でも、呪文の割には大した攻撃じゃないですね?少し火力を増強しましょうか。
と言う事で、いい感じの上昇気流でそよ風を起こします、するとあっという間にマッチだった炎が松明になり、薄暗い路地を明るく照らします。
1人だけだと可哀想なので全員に同じ魔法をお見舞いておきましょう!
「熱い!水!!熱い!!!」
今度は慌てて起き上がった松明が元気よく走り回っています。
「そろそろ良いでしょうか?」
たっぷりと頭頂部を焼いた後、私は水球を作り松明に被せます。
すると、あっという間に炎が消え、一瞬安堵の表情が見えたと思ったら今度は口を抑えながらもがき始めました。

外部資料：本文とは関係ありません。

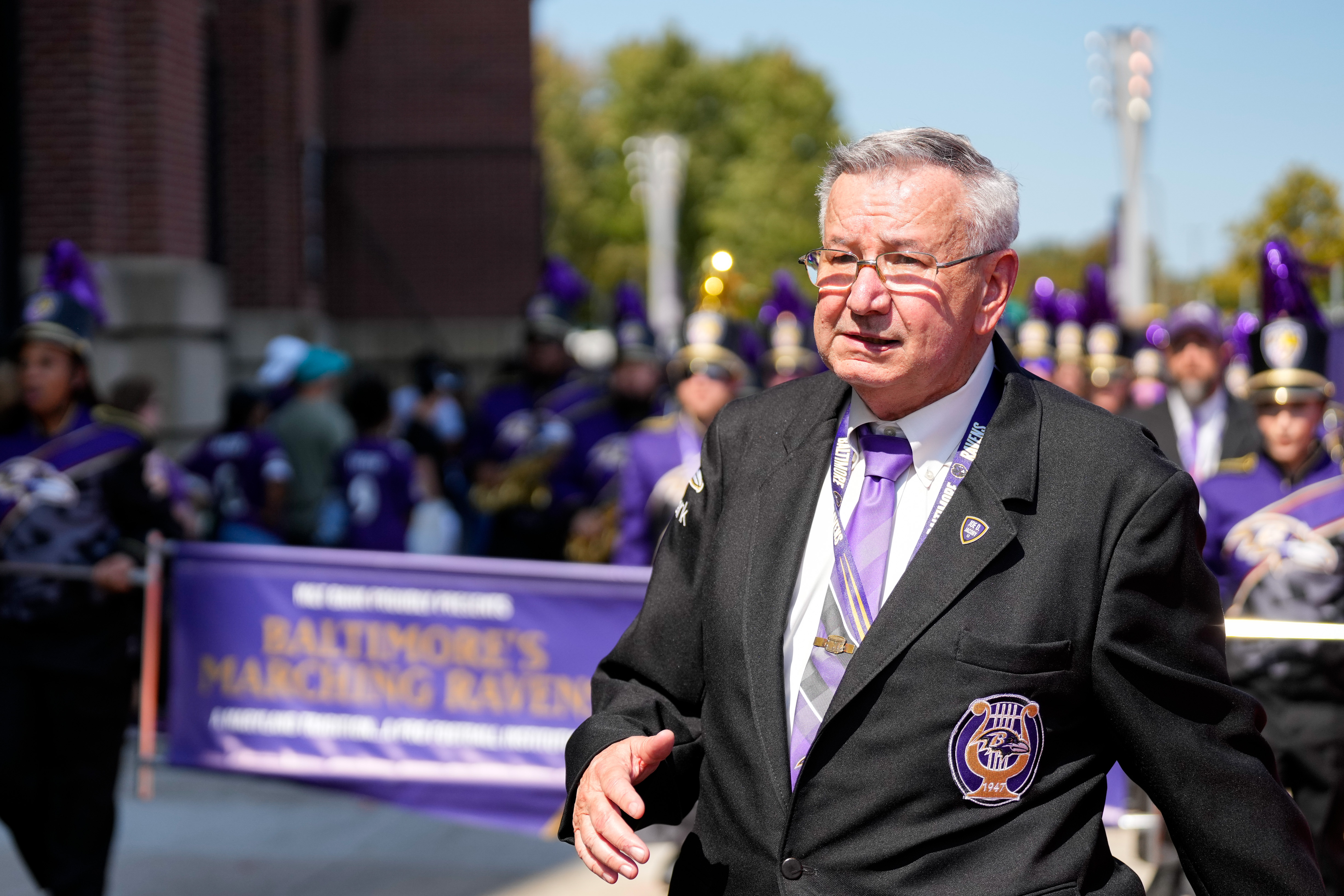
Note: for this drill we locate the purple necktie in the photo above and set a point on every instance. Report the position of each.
(869, 532)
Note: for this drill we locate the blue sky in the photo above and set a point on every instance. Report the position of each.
(1240, 92)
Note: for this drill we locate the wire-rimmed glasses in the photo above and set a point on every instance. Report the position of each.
(839, 268)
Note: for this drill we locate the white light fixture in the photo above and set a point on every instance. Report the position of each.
(1284, 629)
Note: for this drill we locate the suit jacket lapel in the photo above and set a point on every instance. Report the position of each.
(785, 504)
(937, 575)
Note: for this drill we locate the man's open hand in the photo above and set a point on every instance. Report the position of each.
(601, 837)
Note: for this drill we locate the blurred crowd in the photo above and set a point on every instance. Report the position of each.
(582, 448)
(578, 451)
(582, 451)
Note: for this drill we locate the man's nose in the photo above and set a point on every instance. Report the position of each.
(867, 295)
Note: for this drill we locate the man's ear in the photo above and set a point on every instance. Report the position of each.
(1000, 276)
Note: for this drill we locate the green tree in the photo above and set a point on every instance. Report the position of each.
(757, 127)
(1302, 208)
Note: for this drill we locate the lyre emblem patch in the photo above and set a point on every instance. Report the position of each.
(995, 750)
(972, 528)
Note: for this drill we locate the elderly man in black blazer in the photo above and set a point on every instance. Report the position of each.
(912, 610)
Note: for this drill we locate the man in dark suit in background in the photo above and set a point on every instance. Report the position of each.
(1199, 425)
(912, 610)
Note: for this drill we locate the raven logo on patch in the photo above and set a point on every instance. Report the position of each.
(995, 750)
(972, 528)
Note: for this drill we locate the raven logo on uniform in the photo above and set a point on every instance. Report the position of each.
(972, 528)
(995, 750)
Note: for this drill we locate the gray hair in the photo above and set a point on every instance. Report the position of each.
(991, 214)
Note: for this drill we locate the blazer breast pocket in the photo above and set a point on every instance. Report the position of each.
(1015, 659)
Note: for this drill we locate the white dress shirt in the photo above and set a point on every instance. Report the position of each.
(933, 433)
(1199, 432)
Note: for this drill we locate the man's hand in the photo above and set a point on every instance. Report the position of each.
(113, 573)
(601, 837)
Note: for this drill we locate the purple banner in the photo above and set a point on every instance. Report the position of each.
(444, 684)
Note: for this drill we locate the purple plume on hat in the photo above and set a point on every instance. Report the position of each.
(68, 272)
(630, 303)
(1197, 316)
(1096, 296)
(1284, 291)
(1072, 307)
(785, 296)
(1043, 301)
(562, 281)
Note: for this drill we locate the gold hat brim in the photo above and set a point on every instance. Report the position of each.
(685, 362)
(1300, 385)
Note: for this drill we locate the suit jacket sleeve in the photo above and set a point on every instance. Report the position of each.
(654, 679)
(1181, 730)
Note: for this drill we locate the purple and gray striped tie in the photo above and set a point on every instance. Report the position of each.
(869, 532)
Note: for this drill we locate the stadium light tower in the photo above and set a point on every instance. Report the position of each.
(658, 171)
(1123, 66)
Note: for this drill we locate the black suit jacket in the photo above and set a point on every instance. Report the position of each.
(1088, 594)
(1241, 437)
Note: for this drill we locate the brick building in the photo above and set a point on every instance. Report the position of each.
(244, 168)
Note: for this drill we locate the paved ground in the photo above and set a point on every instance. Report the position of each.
(213, 835)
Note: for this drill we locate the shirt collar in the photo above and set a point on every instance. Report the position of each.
(1202, 413)
(936, 429)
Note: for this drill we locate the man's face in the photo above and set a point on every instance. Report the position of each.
(1195, 361)
(912, 340)
(1290, 430)
(48, 377)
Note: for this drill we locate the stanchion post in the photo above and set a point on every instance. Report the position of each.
(150, 667)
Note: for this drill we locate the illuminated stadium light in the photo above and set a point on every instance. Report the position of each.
(1284, 629)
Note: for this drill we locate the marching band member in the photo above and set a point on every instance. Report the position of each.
(587, 477)
(1199, 425)
(664, 452)
(792, 353)
(248, 472)
(1276, 519)
(73, 491)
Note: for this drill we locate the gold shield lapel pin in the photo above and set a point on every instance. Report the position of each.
(972, 528)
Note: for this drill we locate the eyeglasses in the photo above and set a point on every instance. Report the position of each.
(839, 268)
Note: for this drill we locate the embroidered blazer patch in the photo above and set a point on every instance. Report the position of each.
(995, 750)
(972, 528)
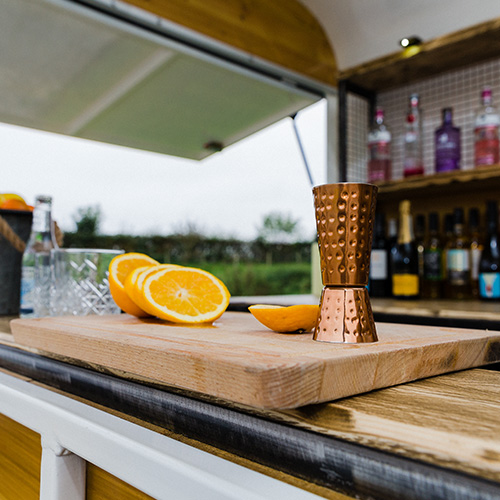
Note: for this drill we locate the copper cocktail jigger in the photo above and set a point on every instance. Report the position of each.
(345, 213)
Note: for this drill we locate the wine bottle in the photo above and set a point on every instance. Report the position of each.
(448, 238)
(413, 157)
(419, 241)
(432, 287)
(489, 265)
(458, 259)
(404, 259)
(392, 243)
(379, 150)
(379, 260)
(447, 144)
(486, 134)
(476, 247)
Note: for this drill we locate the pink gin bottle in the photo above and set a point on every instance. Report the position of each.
(486, 138)
(379, 150)
(447, 144)
(413, 159)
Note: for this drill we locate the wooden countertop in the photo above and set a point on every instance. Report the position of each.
(435, 438)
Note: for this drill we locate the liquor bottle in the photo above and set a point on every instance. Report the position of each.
(476, 247)
(432, 287)
(486, 137)
(413, 159)
(448, 238)
(379, 260)
(447, 143)
(392, 244)
(379, 150)
(419, 241)
(458, 259)
(35, 264)
(489, 266)
(404, 260)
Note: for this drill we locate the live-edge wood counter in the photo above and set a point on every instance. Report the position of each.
(435, 438)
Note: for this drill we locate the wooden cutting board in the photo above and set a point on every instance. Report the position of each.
(240, 360)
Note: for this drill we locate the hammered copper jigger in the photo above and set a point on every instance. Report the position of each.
(345, 213)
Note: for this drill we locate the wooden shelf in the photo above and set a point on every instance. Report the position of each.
(442, 192)
(471, 45)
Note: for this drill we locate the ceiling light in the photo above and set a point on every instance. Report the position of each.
(409, 41)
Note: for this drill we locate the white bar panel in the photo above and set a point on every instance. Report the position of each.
(159, 466)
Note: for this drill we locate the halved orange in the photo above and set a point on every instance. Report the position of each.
(286, 319)
(131, 280)
(135, 282)
(119, 268)
(185, 295)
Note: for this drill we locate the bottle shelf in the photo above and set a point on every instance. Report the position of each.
(441, 192)
(478, 43)
(443, 309)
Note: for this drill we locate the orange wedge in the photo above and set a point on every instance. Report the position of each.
(119, 268)
(299, 318)
(185, 295)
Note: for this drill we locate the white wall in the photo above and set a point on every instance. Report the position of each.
(362, 30)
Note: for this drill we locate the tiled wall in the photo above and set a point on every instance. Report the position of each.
(459, 89)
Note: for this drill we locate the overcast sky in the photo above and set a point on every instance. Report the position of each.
(227, 194)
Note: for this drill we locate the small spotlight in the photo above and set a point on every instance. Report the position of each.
(409, 41)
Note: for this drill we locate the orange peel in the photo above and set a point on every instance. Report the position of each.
(286, 319)
(119, 268)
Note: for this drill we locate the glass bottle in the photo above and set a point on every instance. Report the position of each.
(413, 157)
(432, 287)
(489, 266)
(458, 259)
(379, 150)
(379, 260)
(35, 264)
(420, 242)
(447, 144)
(448, 238)
(486, 137)
(404, 262)
(476, 248)
(392, 244)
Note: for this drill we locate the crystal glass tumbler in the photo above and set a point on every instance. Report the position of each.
(80, 282)
(345, 214)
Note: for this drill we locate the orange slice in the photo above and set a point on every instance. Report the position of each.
(135, 283)
(185, 295)
(299, 318)
(119, 268)
(131, 280)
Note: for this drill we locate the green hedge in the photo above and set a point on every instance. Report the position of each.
(246, 267)
(263, 279)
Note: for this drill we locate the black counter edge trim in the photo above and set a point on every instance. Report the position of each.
(327, 461)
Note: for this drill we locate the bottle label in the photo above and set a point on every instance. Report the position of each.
(432, 265)
(487, 120)
(378, 265)
(27, 290)
(475, 256)
(376, 136)
(489, 285)
(458, 266)
(379, 151)
(405, 285)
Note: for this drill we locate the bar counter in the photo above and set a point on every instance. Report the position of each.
(435, 438)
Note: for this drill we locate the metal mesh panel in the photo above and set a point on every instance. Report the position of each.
(458, 89)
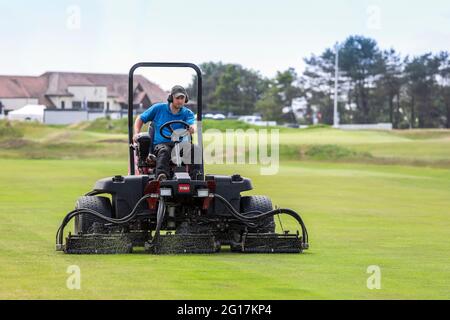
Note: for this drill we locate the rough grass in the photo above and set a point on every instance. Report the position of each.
(358, 215)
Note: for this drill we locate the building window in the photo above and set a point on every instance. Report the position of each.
(76, 105)
(96, 106)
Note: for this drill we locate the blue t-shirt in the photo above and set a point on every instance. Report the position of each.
(160, 113)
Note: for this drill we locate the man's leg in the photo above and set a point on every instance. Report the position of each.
(163, 153)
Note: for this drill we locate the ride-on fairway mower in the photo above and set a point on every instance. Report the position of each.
(199, 212)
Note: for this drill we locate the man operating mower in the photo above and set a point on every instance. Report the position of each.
(159, 114)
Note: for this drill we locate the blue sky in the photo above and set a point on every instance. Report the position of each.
(109, 36)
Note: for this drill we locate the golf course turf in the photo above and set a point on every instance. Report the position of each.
(392, 215)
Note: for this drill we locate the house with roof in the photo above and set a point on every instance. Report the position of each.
(77, 91)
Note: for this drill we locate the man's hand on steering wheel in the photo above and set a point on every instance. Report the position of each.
(188, 129)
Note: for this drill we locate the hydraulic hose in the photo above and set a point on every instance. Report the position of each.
(261, 215)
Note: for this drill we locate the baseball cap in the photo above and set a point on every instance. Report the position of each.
(178, 91)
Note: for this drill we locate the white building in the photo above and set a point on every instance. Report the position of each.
(77, 91)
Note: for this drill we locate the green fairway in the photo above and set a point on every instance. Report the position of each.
(395, 217)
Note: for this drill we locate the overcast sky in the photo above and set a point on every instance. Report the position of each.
(109, 36)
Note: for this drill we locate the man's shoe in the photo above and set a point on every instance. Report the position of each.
(162, 177)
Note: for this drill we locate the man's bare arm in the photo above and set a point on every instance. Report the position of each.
(137, 127)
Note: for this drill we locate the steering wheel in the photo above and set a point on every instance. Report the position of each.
(175, 133)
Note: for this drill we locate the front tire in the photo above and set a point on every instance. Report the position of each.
(85, 222)
(259, 203)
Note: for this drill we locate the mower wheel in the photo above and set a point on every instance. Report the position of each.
(84, 222)
(259, 203)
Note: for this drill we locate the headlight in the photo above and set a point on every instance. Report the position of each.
(203, 193)
(165, 192)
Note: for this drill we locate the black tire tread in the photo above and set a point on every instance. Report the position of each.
(259, 203)
(84, 222)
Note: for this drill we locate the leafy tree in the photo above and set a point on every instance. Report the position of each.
(421, 73)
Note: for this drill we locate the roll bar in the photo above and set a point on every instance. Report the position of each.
(131, 96)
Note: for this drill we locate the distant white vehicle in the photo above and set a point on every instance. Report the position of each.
(28, 113)
(219, 116)
(257, 121)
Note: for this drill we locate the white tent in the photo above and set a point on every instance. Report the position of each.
(28, 113)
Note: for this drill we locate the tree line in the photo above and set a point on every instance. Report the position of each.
(375, 85)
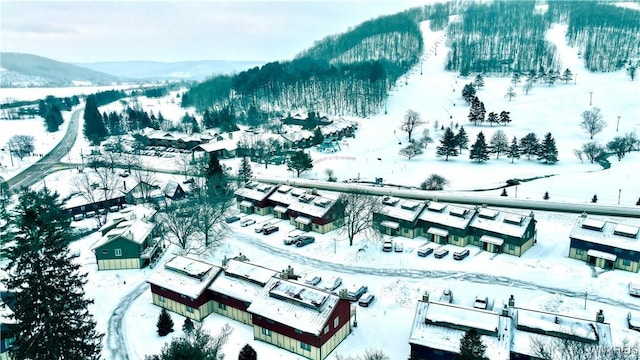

松明を襲った水球は火が消えた後もゴロツキの顔から放れる事はありません。
そして、5人目が倒れた時に魔法を解除しました。
すると突然、後ろから声をかけられました。
「なんだ?なんの騒ぎだ?」
現れたのはどこからどう見ても冒険者の男性、こちらも5人。
ちょうどいい…いえ、ちょっと現れるのが遅かったですが…。
今回はこの人達に助けてもらいましょう!
「はい、メイドさんと一緒にお屋敷までの帰路を歩いていた所、こちらの方々に襲われました。お得意の魔法でメイドさんがゴロツキを撃退したまでは良かったのですが、非力な女性と子供、運ぶのに往生していた所、心優しい冒険者の方々に出会った次第でございます。」
「心優しい冒険者?」
「はい!良かったですねメイドさん、こちらの方々が手伝ってくれるそうですよ!」
「えっ、そうなんですか?わぁ、ありがとうございます!」
メイドさんが先頭にいた冒険者の手を取り、上目遣いでお礼を言っています。
これは確信犯ですね…。
ついでに、手柄を全てメイドさんに押し付ける事にも成功したようです。
当然、こちらも確信犯です。
今回調べて分かったんですが「目覚めが悪い」って言うのは間違った使い方で、「寝覚めが悪い」って言うのが正しい使い方なんですね。